US 11,862,187 B2
Systems and methods for jointly estimating sound sources and frequencies from audio
Andreas Jansson, New York, NY (US); and Rachel Bittner, New York, NY (US)
Assigned to Spotify AB, Stockholm (SE)
Filed by Spotify AB, Stockholm (SE)
Filed on May 23, 2022, as Appl. No. 17/751,471.
Application 17/751,471 is a continuation of application No. 16/596,554, filed on Oct. 8, 2019, granted, now 11,355,137.
Prior Publication US 2022/0351747 A1, Nov. 3, 2022
This patent is subject to a terminal disclaimer.
Int. Cl. G10L 25/51 (2013.01); G06N 20/00 (2019.01); G06N 3/08 (2023.01); H04L 65/75 (2022.01); G06N 3/045 (2023.01)

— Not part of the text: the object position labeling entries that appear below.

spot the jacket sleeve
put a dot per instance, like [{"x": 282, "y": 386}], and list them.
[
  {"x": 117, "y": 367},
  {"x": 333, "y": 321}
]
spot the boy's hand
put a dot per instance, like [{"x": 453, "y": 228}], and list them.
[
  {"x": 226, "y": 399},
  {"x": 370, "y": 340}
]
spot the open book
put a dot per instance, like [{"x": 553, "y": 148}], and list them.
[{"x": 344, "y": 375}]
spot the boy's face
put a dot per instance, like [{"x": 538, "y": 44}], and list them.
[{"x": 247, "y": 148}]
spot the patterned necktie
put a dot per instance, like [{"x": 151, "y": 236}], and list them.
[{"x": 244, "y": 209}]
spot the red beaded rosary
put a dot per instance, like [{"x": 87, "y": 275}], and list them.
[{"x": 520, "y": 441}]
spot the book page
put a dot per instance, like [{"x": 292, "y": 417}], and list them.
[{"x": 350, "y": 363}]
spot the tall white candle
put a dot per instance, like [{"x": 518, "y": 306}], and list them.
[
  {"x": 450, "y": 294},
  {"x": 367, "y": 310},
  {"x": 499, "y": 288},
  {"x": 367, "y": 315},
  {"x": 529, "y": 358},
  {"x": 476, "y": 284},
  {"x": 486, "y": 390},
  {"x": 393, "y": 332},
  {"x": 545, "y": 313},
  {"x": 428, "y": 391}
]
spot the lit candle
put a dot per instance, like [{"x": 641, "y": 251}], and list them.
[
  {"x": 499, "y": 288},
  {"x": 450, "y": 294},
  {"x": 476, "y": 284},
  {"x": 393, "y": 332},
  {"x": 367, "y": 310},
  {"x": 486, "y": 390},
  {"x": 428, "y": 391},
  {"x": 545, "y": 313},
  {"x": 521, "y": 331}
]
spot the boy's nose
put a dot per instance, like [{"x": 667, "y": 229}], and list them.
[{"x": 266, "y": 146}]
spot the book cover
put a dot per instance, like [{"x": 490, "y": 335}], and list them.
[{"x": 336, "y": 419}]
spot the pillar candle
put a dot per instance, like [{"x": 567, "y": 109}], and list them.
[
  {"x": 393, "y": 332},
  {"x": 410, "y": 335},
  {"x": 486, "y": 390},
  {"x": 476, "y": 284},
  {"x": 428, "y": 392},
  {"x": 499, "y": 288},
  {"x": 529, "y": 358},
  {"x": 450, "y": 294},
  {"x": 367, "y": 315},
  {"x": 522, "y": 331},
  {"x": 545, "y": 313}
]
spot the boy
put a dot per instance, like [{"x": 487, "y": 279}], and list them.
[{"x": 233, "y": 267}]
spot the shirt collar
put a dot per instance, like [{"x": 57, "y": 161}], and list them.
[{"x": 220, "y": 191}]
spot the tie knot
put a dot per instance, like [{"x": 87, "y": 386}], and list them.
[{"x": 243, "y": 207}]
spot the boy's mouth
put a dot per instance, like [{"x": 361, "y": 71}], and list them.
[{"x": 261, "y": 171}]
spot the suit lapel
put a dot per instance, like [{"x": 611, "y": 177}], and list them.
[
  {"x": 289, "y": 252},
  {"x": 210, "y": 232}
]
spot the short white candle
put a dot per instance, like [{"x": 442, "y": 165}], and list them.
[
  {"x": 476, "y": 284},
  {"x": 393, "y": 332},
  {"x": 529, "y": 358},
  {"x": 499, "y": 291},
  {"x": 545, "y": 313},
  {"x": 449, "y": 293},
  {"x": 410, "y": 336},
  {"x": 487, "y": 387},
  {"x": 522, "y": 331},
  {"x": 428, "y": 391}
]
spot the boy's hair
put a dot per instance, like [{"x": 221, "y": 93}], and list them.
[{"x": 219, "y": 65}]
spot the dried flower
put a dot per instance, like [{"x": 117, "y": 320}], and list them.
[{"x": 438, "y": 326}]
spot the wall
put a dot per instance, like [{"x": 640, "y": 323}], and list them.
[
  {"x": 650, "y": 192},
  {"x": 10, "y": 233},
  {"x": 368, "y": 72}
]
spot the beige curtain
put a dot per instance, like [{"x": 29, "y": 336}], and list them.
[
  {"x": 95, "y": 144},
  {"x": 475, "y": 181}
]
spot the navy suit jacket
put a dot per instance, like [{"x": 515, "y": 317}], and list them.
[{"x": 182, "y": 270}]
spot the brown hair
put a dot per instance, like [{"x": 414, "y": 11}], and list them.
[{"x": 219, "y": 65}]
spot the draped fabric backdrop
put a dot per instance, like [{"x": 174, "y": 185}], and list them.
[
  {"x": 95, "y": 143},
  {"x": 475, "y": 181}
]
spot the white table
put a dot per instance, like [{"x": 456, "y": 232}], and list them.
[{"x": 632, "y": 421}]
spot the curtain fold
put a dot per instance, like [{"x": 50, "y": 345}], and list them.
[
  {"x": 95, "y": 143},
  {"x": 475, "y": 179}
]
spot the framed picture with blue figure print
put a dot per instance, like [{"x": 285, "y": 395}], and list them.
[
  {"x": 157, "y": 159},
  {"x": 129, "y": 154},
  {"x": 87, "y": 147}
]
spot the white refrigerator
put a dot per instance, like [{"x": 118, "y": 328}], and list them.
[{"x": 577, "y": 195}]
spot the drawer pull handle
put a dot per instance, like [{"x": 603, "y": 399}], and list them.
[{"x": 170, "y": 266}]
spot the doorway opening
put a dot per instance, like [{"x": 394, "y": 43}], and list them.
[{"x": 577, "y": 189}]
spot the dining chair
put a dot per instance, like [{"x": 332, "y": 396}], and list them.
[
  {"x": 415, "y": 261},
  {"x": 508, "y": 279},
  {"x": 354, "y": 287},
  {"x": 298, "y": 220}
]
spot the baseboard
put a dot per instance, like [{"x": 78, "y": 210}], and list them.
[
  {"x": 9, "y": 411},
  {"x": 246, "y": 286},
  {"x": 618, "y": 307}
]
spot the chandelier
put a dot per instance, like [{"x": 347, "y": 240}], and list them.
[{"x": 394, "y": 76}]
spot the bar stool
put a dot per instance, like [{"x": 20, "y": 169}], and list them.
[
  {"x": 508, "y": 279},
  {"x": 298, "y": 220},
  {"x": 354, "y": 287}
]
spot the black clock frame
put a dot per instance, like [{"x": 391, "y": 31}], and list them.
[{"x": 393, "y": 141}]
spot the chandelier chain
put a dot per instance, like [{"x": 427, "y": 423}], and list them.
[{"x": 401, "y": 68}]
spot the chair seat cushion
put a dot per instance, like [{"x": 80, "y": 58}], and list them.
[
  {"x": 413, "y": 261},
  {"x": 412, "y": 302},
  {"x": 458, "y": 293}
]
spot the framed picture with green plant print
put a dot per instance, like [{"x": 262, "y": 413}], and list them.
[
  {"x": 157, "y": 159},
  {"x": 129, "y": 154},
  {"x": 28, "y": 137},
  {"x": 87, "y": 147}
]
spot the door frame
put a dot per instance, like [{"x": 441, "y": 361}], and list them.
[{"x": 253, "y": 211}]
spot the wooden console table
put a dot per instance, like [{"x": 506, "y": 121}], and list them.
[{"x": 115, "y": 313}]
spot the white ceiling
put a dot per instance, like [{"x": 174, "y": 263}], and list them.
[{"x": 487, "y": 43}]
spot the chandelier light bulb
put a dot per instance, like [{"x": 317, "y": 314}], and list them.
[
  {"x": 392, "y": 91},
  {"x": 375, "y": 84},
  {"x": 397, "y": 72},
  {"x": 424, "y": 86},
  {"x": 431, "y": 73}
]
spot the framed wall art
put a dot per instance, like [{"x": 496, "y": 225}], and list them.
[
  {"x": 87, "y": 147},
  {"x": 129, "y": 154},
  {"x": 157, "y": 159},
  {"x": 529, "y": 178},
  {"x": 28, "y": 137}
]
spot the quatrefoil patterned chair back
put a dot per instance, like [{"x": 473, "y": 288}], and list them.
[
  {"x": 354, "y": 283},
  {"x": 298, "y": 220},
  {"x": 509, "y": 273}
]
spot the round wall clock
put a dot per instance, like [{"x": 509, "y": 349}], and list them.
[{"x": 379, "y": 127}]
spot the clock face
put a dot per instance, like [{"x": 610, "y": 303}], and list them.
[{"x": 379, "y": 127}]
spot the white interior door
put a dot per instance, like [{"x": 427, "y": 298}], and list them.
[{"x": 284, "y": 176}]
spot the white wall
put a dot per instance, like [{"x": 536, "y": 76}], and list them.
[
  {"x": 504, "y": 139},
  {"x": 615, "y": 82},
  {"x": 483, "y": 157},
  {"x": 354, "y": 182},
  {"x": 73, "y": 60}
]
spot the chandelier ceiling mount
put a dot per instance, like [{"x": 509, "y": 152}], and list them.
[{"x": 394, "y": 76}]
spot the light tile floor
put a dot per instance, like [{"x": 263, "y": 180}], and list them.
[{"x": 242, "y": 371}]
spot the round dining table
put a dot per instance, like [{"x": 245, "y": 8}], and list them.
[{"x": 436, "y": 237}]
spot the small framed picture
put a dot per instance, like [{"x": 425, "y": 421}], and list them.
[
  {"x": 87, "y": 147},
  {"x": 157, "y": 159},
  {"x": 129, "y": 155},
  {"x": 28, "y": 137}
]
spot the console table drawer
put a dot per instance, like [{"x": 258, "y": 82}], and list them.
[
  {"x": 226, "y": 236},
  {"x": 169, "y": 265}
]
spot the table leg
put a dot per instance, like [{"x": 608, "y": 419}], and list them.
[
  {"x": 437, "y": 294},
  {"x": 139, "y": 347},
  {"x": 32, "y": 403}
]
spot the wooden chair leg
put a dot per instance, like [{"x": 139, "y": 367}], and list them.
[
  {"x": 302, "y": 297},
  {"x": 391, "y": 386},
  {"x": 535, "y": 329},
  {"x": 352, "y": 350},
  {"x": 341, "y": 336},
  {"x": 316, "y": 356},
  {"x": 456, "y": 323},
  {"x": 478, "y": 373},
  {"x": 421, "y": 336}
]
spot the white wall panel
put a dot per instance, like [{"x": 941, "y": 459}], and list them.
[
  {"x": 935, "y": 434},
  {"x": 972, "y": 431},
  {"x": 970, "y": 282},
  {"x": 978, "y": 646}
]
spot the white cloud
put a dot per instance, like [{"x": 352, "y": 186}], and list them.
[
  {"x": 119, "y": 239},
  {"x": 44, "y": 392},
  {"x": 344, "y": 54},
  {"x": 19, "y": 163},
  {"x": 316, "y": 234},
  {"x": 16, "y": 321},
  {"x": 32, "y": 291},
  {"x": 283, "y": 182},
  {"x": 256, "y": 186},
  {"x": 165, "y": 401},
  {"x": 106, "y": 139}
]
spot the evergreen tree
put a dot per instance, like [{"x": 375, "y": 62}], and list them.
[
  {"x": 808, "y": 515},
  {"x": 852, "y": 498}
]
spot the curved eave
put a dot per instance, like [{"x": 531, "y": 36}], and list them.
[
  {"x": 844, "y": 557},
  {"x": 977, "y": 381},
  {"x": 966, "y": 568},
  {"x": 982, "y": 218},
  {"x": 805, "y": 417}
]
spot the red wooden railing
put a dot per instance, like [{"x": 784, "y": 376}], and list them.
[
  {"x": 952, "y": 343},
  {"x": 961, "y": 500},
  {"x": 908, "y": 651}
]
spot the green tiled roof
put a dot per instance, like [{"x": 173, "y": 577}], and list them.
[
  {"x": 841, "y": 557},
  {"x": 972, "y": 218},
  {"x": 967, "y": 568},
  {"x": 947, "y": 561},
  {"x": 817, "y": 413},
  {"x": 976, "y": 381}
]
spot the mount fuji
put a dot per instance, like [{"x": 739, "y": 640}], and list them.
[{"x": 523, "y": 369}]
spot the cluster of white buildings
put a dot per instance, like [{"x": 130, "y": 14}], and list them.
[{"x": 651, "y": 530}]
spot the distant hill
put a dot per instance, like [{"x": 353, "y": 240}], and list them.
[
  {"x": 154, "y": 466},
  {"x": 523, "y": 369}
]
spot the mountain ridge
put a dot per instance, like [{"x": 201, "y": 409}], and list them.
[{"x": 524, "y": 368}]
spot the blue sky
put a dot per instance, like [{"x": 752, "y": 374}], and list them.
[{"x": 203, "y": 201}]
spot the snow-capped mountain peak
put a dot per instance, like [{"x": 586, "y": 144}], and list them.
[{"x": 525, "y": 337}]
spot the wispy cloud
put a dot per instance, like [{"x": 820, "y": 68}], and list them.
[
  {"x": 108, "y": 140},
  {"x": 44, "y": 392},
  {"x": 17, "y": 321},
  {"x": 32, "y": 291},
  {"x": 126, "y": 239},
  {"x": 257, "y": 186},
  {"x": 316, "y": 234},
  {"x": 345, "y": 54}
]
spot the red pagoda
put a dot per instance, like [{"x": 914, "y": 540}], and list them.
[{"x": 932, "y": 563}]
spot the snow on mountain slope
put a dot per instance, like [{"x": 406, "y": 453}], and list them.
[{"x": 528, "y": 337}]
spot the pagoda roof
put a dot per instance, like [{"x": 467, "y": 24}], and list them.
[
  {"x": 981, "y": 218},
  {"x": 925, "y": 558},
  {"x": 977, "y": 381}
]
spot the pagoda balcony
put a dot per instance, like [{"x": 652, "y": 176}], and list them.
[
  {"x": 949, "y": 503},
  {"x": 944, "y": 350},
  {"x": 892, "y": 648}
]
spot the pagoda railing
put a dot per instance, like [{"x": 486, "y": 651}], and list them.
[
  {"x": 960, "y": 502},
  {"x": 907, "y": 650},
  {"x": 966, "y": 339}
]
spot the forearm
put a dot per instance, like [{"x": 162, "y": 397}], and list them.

CPC G10L 25/51 (2013.01) [G06N 3/045 (2023.01); G06N 3/08 (2013.01); G06N 20/00 (2019.01); H04L 65/75 (2022.05)] 20 Claims
OG exemplary drawing
 
1. A method, comprising:
at a first electronic device, the first electronic device having one or more processors and memory storing instructions for execution by the one or more processors:
receiving a first audio content item that includes a plurality of sound sources;
generating a representation of the first audio content item; and
determining, from the representation of the first audio content item:
a representation of an isolated sound source, and
frequency data associated with the isolated sound source, wherein the step of determining the representation of the isolated sound source and the frequency data associated with the isolated sound source includes using a neural network system to jointly determine the representation of the isolated sound source using a first neural network and the frequency data associated with the isolated sound source using a second neural network, wherein weights of the first neural network and weights of the second neural network are trained simultaneously; and
determining that a portion of a second audio content item matches the first audio content item using the representation of the isolated sound source or the frequency data associated with the isolated sound source.